SQL Server – How to Investigate Wrong Index Selection

execution-planindexsql server

I have a Transaction table with about 200 million records, one primary key clustered on Id and 2 indexes:

IX_SiloId_ChangedTime_IncludeTime
IX_SiloId_Time_IncludeContent

I run these 2 statements before I proceed with the actual query to update statistics

Update STATISTICS dbo.[Transaction] IX_SiloId_ChangedTime_IncludeTime WITH FULLSCAN
Update STATISTICS dbo.[Transaction] IX_SiloId_Time_IncludeContent WITH FULLSCAN

This is my query:

DECLARE @Query SiloTimeQueryTableType -- (SiloId, Time) with primary key clustered on SiloId
INSERT INTO @Query VALUES 
(1, '2020-12-31'), -- 1000 total values, though it's still the same problem with just one

SELECT  t.*
FROM    [Transaction] t
INNER JOIN @Query q
    ON t.SiloId = q.SiloId
WHERE 
    t.Time >= q.Time

Now what happens is for whatever reason Sql Server choses IX_SiloId_ChangedTime_IncludeTime. It then takes forever. If I use WITH (INDEX(IX_SiloId_Time_IncludeContent)) I get the result right away.

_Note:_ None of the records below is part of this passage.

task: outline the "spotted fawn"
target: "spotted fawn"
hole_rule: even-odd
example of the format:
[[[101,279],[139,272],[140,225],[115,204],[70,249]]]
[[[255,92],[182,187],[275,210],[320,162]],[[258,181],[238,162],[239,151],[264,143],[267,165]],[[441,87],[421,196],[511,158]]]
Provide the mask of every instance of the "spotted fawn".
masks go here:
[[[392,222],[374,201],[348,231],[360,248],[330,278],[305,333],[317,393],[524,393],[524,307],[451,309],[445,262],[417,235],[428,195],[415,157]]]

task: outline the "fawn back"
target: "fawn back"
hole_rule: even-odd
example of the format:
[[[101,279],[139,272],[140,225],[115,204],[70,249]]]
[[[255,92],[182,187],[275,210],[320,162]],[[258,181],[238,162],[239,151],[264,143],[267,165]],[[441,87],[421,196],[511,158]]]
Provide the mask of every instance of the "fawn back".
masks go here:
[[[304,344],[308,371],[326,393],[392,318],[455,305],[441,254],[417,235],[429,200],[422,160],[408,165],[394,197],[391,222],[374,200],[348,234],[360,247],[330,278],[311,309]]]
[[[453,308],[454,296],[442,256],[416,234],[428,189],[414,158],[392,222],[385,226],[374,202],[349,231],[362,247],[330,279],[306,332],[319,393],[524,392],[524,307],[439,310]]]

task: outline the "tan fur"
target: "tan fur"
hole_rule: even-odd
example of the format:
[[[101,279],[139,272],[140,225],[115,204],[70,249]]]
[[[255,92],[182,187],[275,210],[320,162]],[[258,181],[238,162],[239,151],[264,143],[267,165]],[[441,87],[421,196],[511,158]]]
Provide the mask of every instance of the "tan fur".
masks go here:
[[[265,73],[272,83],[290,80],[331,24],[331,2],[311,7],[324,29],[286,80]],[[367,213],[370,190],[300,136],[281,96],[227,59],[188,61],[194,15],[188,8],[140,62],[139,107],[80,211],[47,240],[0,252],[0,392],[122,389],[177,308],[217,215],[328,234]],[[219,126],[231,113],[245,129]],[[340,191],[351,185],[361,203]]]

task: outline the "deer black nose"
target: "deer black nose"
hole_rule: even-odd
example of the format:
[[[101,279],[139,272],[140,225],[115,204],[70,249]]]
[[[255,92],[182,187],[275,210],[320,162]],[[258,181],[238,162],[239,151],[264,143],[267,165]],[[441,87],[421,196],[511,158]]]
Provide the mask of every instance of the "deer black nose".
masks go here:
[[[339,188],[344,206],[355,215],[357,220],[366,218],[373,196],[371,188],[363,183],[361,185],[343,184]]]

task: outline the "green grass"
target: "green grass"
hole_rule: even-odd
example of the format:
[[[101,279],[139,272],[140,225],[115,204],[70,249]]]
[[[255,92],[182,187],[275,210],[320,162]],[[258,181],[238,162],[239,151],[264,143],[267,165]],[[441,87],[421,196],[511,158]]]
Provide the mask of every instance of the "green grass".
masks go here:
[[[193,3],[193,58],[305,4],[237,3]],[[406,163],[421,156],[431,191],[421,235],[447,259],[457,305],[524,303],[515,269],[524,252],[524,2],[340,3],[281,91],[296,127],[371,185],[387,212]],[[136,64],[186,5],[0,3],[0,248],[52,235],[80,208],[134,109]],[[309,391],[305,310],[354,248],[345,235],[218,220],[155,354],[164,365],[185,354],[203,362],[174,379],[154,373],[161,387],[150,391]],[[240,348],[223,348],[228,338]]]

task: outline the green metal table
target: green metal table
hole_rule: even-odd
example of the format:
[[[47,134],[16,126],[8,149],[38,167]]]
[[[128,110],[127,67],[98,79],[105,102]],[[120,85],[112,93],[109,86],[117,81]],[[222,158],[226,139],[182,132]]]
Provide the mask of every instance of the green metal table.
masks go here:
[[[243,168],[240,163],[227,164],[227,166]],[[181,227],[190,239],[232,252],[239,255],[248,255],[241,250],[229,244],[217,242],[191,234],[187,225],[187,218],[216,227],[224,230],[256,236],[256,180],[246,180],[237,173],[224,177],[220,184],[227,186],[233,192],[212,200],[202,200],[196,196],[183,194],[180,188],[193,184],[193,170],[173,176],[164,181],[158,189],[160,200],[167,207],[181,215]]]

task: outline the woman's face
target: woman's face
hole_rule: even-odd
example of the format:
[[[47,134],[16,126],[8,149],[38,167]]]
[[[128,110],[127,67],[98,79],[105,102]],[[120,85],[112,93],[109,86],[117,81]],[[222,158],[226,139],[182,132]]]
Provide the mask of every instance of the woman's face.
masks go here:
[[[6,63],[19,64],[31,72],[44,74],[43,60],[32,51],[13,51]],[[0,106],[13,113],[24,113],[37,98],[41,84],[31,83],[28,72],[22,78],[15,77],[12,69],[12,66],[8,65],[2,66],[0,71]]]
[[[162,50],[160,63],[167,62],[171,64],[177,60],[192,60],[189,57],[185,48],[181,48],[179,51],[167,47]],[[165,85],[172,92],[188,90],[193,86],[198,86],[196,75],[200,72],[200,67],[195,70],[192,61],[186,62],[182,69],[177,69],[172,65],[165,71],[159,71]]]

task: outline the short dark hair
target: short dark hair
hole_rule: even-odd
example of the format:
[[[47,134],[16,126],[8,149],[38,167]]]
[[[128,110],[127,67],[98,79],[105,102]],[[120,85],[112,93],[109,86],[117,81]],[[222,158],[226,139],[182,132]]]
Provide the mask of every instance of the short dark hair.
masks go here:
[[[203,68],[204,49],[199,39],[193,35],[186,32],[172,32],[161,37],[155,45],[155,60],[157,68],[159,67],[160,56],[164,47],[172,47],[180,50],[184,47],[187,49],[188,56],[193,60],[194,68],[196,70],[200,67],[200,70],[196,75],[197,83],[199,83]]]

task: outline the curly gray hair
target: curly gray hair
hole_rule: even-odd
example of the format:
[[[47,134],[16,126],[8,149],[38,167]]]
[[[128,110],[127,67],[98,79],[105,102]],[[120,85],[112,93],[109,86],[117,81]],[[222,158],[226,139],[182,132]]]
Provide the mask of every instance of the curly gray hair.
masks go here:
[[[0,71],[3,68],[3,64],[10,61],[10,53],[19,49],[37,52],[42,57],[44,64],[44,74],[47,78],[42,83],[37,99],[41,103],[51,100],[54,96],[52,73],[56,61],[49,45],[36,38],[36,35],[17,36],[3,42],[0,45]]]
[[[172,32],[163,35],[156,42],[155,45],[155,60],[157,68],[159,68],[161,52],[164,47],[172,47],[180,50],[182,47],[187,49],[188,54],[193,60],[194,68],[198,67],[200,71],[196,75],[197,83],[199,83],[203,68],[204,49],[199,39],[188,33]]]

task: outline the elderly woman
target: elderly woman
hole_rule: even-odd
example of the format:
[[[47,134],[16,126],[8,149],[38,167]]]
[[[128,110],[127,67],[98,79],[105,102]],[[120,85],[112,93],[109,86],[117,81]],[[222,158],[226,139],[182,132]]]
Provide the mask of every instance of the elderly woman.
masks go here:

The correct index is quite obvious here, but yet SQL Server choses the one that is not even indexed on Time.

I cannot understand this behaviour, but from what I read it is best to avoid hints for Indexes, though I made this Index with this query in mind.

So the question is: what can I do to try to figure out why SQL Server prefers the "wrong" index even though a much better one exists and I just run full statistics update?

Query plan for the forced index (here from the temp table instead of TVP to check if this changes anything as the answer suggested, the result seems to be the same):

Query plan without forced index:

https://www.brentozar.com/pastetheplan/?id=rJOt3G00P

https://www.brentozar.com/pastetheplan/?id=ByFshGAAP (this one is live, as it takes too long)

Best Answer

It's could be the lack of column-level statistics on the table variable. Try the same approach, but instead using a real temp table instead, like this:

CREATE TABLE #Query
(
    Id int NOT NULL,
    Time datetime NOT NULL
)

INSERT INTO #Query VALUES 
(1, '2020-12-31');

ALTER TABLE #Query
ADD CONSTRAINT PK_Query PRIMARY KEY (Id);

SELECT  t.*
FROM    [Transaction] t
INNER JOIN #Query q
    ON t.SiloId = q.SiloId
WHERE 
    t.Time >= q.Time

However, looking at the actual execution plan provided, the problem is definitely due to a bad estimate. Check this out:

For some reason, the optimizer thinks there will be 25,000,000 rows coming out of that join, when in reality there are only 4,155 rows. The optimizer is not going to choose to do 25,000,000 key lookups (since the index doesn't include all the columns), so you end up with a scan of the clustered index. This is referred to as "the tipping point" on various blogs and such.

The "simplest" option would be to make the index covering (include all the columns in the table), or only select columns that are in the index. This avoids the key lookup, and you should get this plan naturally. However, that might not be practical (not sure what the data type of the other columns in your table are, etc).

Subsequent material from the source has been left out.